Evolutionary diversification of the auditory organ sensilla in Neoconocephalus katydids (Orthoptera: Tettigoniidae) correlates with acoustic signal diversification over phylogenetic relatedness and life history

Neoconocephalus tettigoniids are a model for the evolution of acoustic signals as male calls have diversified in temporal structure during the radiation of the genus. Tettigoniidae have hearing organs in the forelegs with species-specific numbers of auditory sensilla in a linear crista acustica. We investigated changes of the hearing organs during an evolutionary radiation with divergence of intraspecific acoustic signals. We compared the neuroanatomy of the crista acustica from 9 Neoconocephalus species with different temporal call features, life histories, and from different phylogenetic positions. Average numbers of auditory sensilla were species-specific, ranging between 32–35 sensilla.
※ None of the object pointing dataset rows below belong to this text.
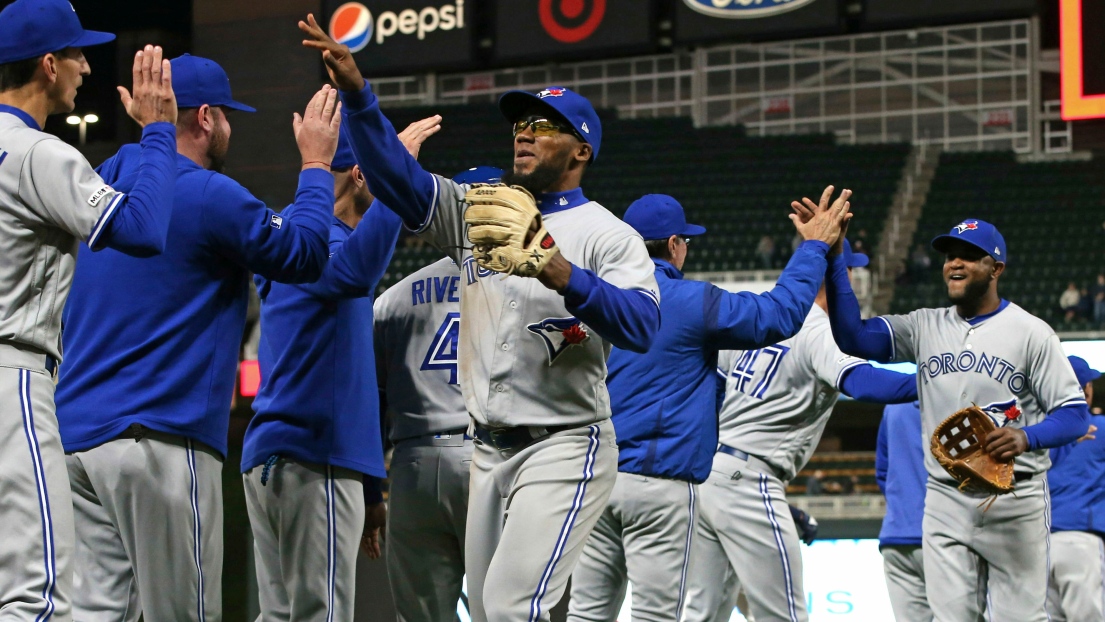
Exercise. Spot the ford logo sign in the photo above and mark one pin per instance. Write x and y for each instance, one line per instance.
(745, 9)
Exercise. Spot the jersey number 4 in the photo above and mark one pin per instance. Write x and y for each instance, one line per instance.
(745, 369)
(442, 351)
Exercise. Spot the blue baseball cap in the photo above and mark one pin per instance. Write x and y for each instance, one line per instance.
(977, 233)
(852, 259)
(1083, 371)
(659, 217)
(574, 107)
(33, 28)
(343, 157)
(199, 81)
(480, 175)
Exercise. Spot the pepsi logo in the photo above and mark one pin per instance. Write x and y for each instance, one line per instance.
(745, 9)
(351, 24)
(571, 21)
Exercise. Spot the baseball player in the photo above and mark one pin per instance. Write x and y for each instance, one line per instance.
(51, 200)
(900, 471)
(144, 400)
(313, 451)
(664, 413)
(988, 351)
(418, 324)
(1076, 482)
(777, 403)
(532, 350)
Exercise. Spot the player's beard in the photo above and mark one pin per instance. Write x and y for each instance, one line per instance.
(544, 175)
(218, 148)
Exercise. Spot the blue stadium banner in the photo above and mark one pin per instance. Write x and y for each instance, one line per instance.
(403, 35)
(702, 21)
(933, 12)
(562, 29)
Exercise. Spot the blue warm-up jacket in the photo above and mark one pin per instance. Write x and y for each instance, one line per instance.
(156, 340)
(663, 404)
(900, 472)
(1076, 481)
(622, 317)
(317, 400)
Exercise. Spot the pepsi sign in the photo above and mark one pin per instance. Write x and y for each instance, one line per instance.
(745, 9)
(402, 35)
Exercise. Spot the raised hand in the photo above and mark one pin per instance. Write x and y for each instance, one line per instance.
(153, 99)
(316, 132)
(418, 132)
(821, 221)
(338, 59)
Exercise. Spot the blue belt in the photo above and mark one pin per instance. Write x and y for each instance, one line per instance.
(733, 451)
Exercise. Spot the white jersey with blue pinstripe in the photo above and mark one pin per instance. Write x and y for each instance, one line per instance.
(524, 358)
(778, 399)
(50, 200)
(1009, 364)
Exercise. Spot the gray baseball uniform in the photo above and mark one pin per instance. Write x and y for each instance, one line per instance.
(777, 403)
(417, 324)
(1011, 365)
(50, 201)
(526, 361)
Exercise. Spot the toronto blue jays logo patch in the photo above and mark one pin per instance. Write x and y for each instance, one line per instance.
(559, 334)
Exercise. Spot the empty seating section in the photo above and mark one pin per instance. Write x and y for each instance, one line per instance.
(1051, 215)
(738, 187)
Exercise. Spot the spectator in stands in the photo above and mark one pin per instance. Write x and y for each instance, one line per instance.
(766, 252)
(813, 483)
(1069, 301)
(1097, 293)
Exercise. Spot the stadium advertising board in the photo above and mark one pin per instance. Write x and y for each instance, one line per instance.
(711, 20)
(912, 12)
(397, 35)
(551, 29)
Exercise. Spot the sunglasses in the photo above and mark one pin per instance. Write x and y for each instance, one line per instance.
(542, 126)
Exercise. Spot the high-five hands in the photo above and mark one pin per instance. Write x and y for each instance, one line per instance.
(821, 221)
(338, 59)
(153, 99)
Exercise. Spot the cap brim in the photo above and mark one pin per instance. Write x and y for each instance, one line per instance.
(91, 38)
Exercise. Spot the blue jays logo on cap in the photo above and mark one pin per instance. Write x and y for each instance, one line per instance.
(559, 334)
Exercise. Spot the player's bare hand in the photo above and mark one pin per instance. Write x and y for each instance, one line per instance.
(418, 132)
(153, 98)
(337, 58)
(316, 132)
(1003, 444)
(828, 223)
(376, 518)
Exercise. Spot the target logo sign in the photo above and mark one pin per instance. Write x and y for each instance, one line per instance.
(571, 21)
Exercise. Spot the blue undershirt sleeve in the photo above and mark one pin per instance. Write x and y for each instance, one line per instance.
(882, 386)
(1062, 425)
(393, 176)
(139, 225)
(628, 318)
(864, 338)
(745, 322)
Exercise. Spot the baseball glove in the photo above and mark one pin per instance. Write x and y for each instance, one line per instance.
(957, 446)
(506, 230)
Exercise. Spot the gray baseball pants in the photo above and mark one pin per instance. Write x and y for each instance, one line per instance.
(993, 560)
(529, 515)
(307, 520)
(149, 530)
(427, 514)
(745, 524)
(35, 510)
(1076, 590)
(642, 537)
(904, 568)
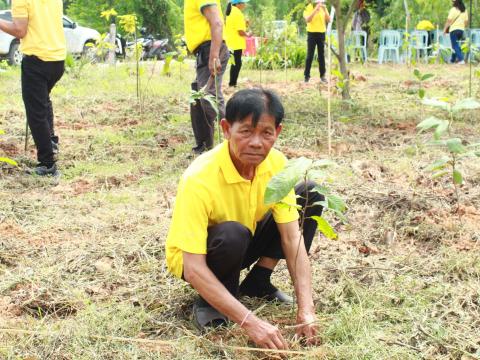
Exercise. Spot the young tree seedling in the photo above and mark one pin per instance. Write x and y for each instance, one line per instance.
(454, 146)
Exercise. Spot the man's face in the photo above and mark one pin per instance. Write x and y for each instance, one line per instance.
(249, 145)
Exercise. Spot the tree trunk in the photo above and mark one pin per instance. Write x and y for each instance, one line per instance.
(113, 44)
(342, 21)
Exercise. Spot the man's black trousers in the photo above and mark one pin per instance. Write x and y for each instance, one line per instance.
(315, 40)
(235, 68)
(38, 79)
(231, 246)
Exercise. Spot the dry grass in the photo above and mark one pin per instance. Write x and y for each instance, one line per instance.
(82, 273)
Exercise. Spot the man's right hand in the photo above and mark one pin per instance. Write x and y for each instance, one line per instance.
(214, 64)
(264, 334)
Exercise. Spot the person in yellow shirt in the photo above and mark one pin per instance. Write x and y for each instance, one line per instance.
(236, 29)
(203, 22)
(39, 26)
(317, 17)
(456, 23)
(220, 224)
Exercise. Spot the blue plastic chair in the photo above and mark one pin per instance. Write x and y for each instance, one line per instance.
(358, 43)
(389, 49)
(419, 43)
(442, 41)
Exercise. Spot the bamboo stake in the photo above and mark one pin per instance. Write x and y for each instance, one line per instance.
(329, 97)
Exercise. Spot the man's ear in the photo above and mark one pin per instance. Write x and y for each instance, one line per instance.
(278, 130)
(226, 128)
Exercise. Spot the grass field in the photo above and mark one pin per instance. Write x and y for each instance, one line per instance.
(82, 272)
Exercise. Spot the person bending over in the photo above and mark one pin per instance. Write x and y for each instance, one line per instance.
(39, 26)
(220, 224)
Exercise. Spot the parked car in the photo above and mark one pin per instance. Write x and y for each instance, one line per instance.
(78, 39)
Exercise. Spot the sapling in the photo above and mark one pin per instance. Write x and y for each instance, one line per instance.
(303, 169)
(443, 137)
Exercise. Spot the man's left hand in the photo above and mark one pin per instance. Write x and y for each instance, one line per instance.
(307, 327)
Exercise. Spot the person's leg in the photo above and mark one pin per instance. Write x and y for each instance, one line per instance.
(455, 46)
(201, 117)
(266, 245)
(215, 92)
(321, 54)
(227, 244)
(310, 55)
(235, 68)
(35, 98)
(56, 73)
(460, 56)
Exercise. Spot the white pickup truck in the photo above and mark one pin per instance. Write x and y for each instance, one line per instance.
(77, 37)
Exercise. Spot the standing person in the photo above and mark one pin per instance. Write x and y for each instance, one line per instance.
(39, 26)
(221, 224)
(203, 22)
(236, 31)
(456, 23)
(317, 18)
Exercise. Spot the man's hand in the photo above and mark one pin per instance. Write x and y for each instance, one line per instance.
(214, 64)
(307, 327)
(264, 334)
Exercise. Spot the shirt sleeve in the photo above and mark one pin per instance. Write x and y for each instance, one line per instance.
(240, 23)
(190, 218)
(19, 9)
(452, 14)
(203, 3)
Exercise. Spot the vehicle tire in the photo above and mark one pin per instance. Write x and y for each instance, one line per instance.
(89, 51)
(14, 56)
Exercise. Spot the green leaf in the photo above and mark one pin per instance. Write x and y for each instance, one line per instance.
(441, 129)
(282, 183)
(9, 161)
(421, 93)
(466, 104)
(455, 146)
(457, 177)
(436, 103)
(439, 164)
(431, 122)
(427, 76)
(325, 228)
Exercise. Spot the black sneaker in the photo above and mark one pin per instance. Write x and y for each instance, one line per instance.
(42, 170)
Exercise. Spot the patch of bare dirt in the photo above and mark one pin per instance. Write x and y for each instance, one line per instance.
(10, 148)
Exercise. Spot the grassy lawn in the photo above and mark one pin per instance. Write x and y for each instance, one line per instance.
(82, 272)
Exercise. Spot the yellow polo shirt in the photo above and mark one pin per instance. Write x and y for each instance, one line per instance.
(235, 22)
(45, 37)
(197, 28)
(210, 192)
(318, 22)
(459, 19)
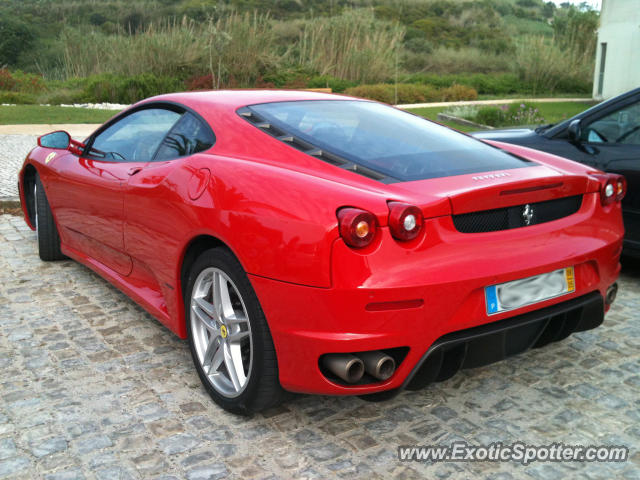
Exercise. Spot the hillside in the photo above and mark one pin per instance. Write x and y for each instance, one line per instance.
(103, 49)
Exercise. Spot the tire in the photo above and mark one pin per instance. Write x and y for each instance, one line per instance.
(234, 343)
(46, 229)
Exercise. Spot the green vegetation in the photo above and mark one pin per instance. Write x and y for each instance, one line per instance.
(35, 114)
(507, 115)
(551, 112)
(117, 51)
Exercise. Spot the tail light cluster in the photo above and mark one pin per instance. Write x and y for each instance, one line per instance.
(358, 228)
(612, 188)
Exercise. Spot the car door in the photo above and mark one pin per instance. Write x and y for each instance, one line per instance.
(157, 201)
(611, 143)
(90, 198)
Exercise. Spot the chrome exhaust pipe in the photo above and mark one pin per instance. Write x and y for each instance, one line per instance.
(378, 364)
(612, 292)
(344, 365)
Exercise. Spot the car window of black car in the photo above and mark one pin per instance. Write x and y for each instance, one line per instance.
(136, 137)
(619, 127)
(190, 135)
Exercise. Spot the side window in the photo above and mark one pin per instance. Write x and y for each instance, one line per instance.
(190, 135)
(621, 126)
(136, 137)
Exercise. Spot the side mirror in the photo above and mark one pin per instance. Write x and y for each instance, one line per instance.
(574, 131)
(59, 139)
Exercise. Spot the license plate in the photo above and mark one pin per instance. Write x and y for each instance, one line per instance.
(519, 293)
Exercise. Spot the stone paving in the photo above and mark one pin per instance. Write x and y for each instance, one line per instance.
(92, 387)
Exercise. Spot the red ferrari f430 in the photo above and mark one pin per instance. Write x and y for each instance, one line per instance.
(319, 243)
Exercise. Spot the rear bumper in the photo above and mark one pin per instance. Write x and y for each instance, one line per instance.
(396, 297)
(492, 342)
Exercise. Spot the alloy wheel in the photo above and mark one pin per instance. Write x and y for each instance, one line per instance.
(221, 332)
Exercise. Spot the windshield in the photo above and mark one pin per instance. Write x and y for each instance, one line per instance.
(396, 143)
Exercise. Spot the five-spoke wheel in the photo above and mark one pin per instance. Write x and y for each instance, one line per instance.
(221, 330)
(228, 335)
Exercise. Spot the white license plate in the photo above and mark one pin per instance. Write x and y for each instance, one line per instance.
(519, 293)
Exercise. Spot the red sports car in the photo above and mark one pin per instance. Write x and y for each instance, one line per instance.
(324, 244)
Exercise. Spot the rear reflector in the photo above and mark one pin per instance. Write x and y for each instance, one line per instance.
(399, 305)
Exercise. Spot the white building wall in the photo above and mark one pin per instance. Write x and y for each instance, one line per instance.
(620, 31)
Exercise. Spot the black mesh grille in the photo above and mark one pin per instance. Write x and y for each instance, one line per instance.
(517, 216)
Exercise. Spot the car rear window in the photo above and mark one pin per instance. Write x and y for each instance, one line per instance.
(392, 142)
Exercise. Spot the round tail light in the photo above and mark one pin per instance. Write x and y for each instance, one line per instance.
(609, 191)
(405, 221)
(357, 227)
(621, 188)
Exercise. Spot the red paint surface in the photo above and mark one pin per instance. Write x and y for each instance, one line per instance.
(275, 208)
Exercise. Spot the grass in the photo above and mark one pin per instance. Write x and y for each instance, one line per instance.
(552, 112)
(34, 114)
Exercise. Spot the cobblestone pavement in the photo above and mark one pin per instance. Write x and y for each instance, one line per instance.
(13, 150)
(92, 387)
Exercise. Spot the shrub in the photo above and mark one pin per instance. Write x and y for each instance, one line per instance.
(62, 96)
(200, 82)
(457, 60)
(406, 93)
(28, 82)
(380, 92)
(354, 46)
(455, 93)
(509, 115)
(120, 89)
(492, 116)
(7, 82)
(17, 97)
(337, 85)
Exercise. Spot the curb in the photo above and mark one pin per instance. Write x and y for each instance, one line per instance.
(9, 202)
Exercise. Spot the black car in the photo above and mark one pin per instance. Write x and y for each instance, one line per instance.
(606, 136)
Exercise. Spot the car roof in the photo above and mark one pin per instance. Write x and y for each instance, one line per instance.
(241, 98)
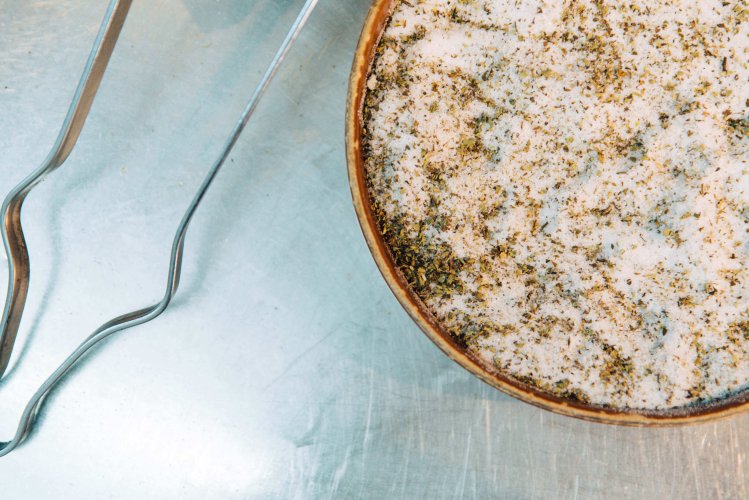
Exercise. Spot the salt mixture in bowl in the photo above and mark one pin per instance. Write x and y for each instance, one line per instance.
(565, 186)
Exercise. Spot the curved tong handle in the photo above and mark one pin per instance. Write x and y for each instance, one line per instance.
(12, 232)
(146, 314)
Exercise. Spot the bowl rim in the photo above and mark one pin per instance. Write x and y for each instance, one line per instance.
(375, 22)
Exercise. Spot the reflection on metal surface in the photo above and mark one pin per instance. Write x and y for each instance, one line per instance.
(12, 232)
(116, 16)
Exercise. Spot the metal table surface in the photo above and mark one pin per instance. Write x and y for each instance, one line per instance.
(285, 368)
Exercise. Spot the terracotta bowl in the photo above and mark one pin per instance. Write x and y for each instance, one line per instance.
(373, 27)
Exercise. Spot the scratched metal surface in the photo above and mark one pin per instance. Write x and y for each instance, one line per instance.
(285, 368)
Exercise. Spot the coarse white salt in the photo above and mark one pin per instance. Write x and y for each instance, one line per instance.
(565, 184)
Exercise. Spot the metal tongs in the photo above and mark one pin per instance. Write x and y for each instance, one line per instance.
(12, 231)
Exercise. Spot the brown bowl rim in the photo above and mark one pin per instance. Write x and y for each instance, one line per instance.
(374, 24)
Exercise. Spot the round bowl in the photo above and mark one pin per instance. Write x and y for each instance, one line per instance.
(375, 23)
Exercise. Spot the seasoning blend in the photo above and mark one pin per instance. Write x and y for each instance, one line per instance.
(565, 185)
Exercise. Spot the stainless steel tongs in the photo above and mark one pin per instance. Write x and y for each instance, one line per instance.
(12, 231)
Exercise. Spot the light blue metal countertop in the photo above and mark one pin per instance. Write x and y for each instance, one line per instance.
(285, 368)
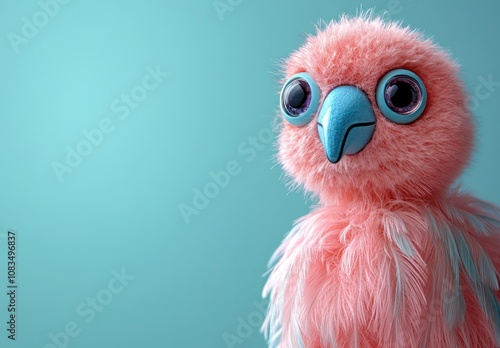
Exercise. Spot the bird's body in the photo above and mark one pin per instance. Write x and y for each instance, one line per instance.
(392, 256)
(392, 274)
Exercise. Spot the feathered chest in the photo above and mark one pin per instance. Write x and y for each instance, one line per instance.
(402, 275)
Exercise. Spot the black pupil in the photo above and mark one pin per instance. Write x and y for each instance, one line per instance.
(401, 94)
(296, 95)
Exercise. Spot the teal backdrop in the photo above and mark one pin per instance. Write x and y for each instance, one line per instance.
(137, 165)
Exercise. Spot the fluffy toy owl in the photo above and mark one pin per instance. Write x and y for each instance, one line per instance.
(376, 124)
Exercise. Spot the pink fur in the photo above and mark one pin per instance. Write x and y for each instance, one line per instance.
(385, 211)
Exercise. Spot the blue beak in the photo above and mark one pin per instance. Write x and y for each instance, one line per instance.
(346, 122)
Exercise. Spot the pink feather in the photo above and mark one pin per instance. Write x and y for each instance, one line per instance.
(392, 257)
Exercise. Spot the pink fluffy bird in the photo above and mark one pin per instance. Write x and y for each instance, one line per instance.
(376, 124)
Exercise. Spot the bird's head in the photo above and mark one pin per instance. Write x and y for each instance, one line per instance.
(373, 110)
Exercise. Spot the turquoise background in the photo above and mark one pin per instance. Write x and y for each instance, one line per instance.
(195, 284)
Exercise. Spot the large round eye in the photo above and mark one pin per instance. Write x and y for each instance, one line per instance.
(401, 96)
(299, 99)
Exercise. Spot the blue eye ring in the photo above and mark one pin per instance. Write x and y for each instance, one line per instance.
(401, 115)
(299, 117)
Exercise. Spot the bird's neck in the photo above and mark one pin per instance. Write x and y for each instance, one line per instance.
(381, 199)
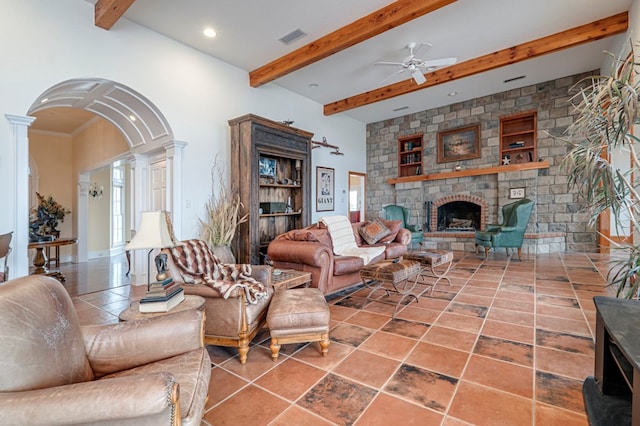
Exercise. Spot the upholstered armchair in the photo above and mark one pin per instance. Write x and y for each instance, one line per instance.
(230, 321)
(509, 233)
(53, 371)
(395, 212)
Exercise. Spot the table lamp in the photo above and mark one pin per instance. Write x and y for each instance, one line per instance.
(153, 234)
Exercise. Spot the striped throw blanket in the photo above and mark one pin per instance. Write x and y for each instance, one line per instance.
(198, 265)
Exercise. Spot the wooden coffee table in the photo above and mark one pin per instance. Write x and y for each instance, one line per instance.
(289, 278)
(435, 264)
(400, 277)
(190, 302)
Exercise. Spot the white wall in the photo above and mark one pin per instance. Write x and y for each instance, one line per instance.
(47, 42)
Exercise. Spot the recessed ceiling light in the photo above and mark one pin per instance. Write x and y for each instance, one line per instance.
(292, 36)
(209, 32)
(520, 77)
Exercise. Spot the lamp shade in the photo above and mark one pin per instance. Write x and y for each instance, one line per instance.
(153, 232)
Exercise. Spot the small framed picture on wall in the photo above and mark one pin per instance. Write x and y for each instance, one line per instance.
(325, 189)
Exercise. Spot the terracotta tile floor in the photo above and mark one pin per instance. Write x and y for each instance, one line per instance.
(508, 342)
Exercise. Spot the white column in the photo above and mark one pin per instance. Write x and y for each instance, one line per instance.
(140, 199)
(19, 259)
(82, 218)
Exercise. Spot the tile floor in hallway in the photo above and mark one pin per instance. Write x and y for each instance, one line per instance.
(508, 343)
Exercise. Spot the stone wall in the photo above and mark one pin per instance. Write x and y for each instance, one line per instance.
(557, 209)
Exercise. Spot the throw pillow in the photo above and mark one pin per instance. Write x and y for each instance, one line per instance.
(374, 231)
(394, 226)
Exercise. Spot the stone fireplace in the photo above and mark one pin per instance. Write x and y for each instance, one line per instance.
(459, 213)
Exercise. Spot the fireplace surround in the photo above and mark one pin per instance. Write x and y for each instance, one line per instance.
(452, 213)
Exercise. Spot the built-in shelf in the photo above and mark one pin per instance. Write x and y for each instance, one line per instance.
(278, 185)
(471, 172)
(518, 138)
(280, 214)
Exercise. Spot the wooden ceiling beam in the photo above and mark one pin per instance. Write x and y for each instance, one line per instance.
(596, 30)
(107, 12)
(384, 19)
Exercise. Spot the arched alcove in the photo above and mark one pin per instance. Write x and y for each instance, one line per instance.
(149, 137)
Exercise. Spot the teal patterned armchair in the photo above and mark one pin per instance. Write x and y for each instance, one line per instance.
(510, 233)
(394, 212)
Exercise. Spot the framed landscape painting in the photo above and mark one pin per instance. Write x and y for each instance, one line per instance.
(459, 144)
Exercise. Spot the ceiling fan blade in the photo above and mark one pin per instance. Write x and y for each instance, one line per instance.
(442, 62)
(384, 80)
(418, 76)
(421, 49)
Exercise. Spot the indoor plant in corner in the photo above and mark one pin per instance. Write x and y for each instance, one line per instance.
(44, 219)
(222, 216)
(608, 108)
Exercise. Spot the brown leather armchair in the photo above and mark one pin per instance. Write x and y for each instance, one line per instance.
(229, 322)
(53, 371)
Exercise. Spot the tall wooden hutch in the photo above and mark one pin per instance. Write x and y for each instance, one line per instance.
(271, 171)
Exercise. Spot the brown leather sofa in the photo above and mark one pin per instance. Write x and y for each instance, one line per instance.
(56, 372)
(310, 250)
(228, 322)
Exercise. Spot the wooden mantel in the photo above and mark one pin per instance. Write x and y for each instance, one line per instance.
(471, 172)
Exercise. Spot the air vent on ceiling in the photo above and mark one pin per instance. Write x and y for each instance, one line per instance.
(520, 77)
(292, 36)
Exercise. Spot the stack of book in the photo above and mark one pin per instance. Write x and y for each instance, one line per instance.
(162, 296)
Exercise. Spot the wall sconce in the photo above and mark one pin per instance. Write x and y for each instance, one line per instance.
(326, 144)
(95, 191)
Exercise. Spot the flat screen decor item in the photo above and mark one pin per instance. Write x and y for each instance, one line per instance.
(325, 189)
(267, 166)
(459, 144)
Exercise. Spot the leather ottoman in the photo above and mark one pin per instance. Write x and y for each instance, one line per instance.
(298, 315)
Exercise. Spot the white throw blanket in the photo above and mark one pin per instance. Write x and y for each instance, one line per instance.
(344, 242)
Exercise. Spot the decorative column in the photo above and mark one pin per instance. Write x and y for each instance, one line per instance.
(19, 188)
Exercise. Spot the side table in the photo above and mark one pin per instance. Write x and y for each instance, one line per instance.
(289, 278)
(189, 302)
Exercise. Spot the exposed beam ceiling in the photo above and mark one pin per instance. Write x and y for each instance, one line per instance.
(384, 19)
(596, 30)
(107, 12)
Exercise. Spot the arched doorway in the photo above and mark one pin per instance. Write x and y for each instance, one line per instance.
(148, 135)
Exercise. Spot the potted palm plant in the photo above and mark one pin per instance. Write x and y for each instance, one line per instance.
(608, 109)
(222, 219)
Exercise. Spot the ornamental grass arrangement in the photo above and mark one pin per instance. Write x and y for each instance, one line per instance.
(603, 163)
(222, 211)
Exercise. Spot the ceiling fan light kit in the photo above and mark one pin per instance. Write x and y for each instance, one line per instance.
(416, 66)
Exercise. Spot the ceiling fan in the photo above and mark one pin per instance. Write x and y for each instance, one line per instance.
(417, 67)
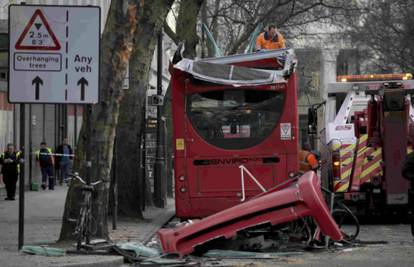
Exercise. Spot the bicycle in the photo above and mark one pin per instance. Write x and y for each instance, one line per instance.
(84, 222)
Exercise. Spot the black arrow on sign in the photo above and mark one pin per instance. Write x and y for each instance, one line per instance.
(37, 82)
(82, 82)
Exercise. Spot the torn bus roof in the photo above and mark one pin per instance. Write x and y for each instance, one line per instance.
(237, 70)
(302, 198)
(228, 74)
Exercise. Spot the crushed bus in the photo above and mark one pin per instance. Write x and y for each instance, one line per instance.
(234, 128)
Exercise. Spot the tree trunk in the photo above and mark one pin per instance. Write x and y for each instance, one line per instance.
(129, 130)
(116, 48)
(186, 32)
(187, 25)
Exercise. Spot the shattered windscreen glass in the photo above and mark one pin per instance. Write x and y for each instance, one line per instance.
(236, 118)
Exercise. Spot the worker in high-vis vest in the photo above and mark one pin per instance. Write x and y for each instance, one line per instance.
(10, 161)
(307, 160)
(270, 39)
(44, 157)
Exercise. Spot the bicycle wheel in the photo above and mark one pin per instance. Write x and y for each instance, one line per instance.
(347, 222)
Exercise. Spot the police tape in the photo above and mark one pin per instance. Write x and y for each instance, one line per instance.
(54, 154)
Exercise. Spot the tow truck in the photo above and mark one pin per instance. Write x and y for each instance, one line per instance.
(368, 137)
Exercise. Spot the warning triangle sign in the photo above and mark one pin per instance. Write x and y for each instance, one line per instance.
(37, 35)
It is likely under sexual selection for detection of male calls and natural selection for detection of bat calls. We found statistically significant differences in sensillum numbers among species, but no relationship of crista acustica length or sensillum number with phylogenetic position or life history. Statistically significant correlations existed with call patterns: species with slow pulse rates had significantly higher numbers of auditory sensilla and a longer crista acustica. Further, species with a derived double-pulsed calls had longer cristae, and continuous callers had a higher number of auditory sensilla. Correlations with crista length were stronger than with the number of auditory sensilla. The hearing organs show considerable diversity between species despite their recent divergence and morphological and ecological similarities. Thus, they have the potential to respond to various selective pressures, including divergence of temporal and spectral signal properties. Phylogenetic constraints are unlikely to limit the evolutionary change of the auditory systems.